В эту пору воздух даже в городе отдает палой грушей и забродившей ягодой. Раньше мне всегда был приятен этот привкус сезонного разложения, сырой дух корней, который манил еще наших предков, питающихся дохлой рыбой, камбием или объедками от пира хищников. Мой род шел, вероятно, прямо от них, а не от предков-охотников. Вид убитой птицы, опирающейся на крылья, как на костыли, невыносим; для счастья сбывшегося инстинкта мне хватало застигнутого под низкой еловой кроной боровика.
Но сейчас не было во мне безотчетного ликования. Я шел по осени, как по большой продуктовой камере, в которую холод запустили с опозданием, если, конечно, не имели в виду приготовить какой-нибудь чукотский деликатес с душком, вроде копальхена. Под ноги то и дело попадались возбужденные, подергивающие шеями собаки, и этот ветер, горящие с утра фонари… Что может быть тоскливее осеннего дня, зернистого, с криминальными, как на газетной фотографии, тенями!
Я обнаружил себя с открытым ртом над мальчиком, который проталкивал по инкрустированному льдом ручью щепку, груженную стеклышками. Весь экран моего зрения занимала его голова. Волосы сбегались к середине воронкой, рисунок, космический по затее, я понял это впервые и неизвестно чему обрадовался. Покатый спуск от воронки вел к родничку. Зачем стервец сдернул свою шапку арбузной раскраски? Родничок пульсировал, как у младенца, и дымился. Попади сюда крупная градина, и прекрасная возможность жизни упущена навсегда. Не будет ни гения, ни любви, и пузыри звуков, уже и теперь таинственные, как послания инопланетян, никогда не превратятся в речь. Я содрогнулся от этой более чем вероятной и жестокой шалости судьбы.
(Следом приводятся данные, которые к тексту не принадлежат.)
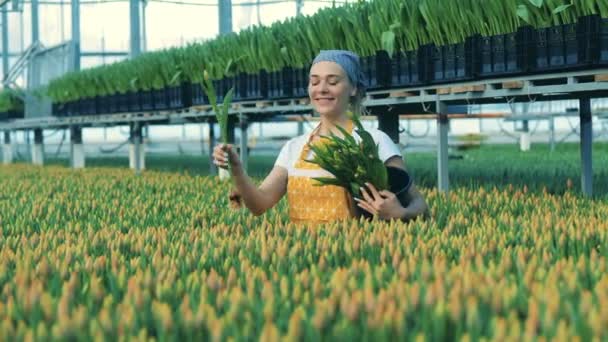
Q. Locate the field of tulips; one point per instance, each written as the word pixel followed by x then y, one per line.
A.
pixel 102 253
Выходит, смерть с первого дня ерошила пух на этой незатянувшейся полынье, и в каждом материнском поцелуе таился ее смех?
Но тут полынья на моих глазах затянулась, взгляд утратил рентгеновскую проницательность, потные волосы продолжали, впрочем, слегка дымиться. Недавний младенец тихо выговаривал проклятия.
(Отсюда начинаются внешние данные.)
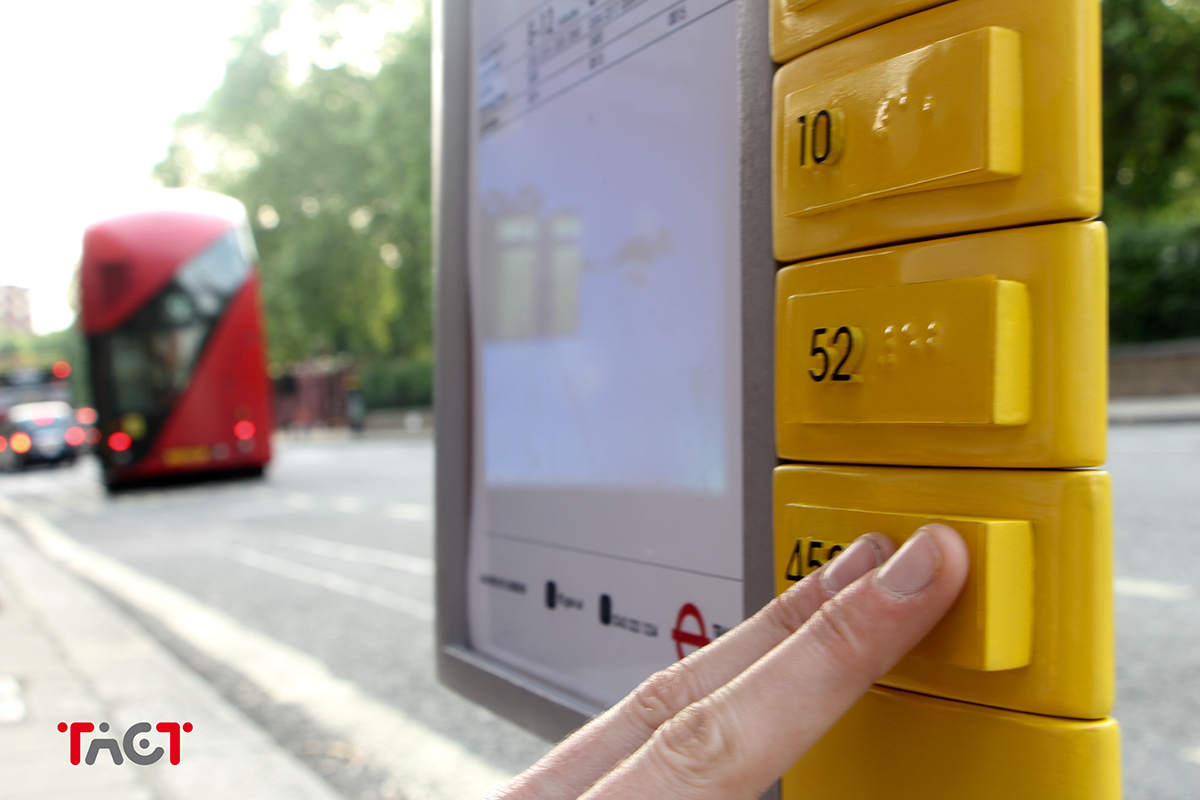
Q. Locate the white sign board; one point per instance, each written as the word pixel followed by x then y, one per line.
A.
pixel 606 529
— Тоже мне еще камарилья! — прокряхтел он.
Я смотрел на него, как когда-то на египетские рисунки, пытаясь понять, чем заняты эти застигнутые врасплох, грациозные, с острыми плечами и осетинской талией, глядящие мимо меня человечки?
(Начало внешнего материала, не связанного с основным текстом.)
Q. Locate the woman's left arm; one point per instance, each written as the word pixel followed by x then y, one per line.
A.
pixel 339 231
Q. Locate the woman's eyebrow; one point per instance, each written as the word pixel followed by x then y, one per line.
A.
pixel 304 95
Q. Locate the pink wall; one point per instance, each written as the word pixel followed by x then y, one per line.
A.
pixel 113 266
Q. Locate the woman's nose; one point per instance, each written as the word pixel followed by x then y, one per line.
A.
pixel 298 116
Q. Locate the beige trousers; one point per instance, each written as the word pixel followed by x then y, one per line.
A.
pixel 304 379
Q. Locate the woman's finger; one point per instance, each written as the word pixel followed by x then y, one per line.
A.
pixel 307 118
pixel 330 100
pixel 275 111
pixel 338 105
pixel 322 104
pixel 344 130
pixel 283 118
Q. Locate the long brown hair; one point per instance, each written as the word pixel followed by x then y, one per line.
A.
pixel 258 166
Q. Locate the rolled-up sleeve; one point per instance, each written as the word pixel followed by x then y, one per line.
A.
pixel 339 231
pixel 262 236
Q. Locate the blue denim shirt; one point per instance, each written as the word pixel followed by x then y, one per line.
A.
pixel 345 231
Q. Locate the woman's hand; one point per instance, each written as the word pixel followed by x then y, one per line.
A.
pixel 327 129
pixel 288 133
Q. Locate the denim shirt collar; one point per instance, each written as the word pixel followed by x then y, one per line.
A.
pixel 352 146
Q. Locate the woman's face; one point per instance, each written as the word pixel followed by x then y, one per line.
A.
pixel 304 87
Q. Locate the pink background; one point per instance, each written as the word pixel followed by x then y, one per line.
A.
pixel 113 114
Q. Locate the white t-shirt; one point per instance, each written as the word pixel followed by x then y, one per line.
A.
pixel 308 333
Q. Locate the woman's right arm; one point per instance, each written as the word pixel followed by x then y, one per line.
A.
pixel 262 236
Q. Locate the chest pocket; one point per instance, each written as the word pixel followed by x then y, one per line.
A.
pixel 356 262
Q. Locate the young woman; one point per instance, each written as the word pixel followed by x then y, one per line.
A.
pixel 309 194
Родители, по-разному убранные каракулем, дежурили в стороне. Мама, пряча ладони в седой каракулевой муфте, сказала:
— Попала в Интернете на статью. Автора забыла. «Самостеснение Толстого». Очень интересно.
— Что это значит? — спросил муж в каракулевом пирожке.
— В смысле?
— Стеснительность или стесненность?
— Самоумаление, я думаю.
— Которое паче гордости?
— Ну разумеется.
— Сеня, — позвал отец, — суши весла. Выгул закончился.
— Па-па! — закричал пузырь, как будто только и ждал этой сцены, и тут же получил легкий пинок ногой и забился в театральных конвульсиях, обкладывая голову мокрыми листьями.
— А мне потом стирать, — сказала жена, посмотрев на мужа с любовной укоризной.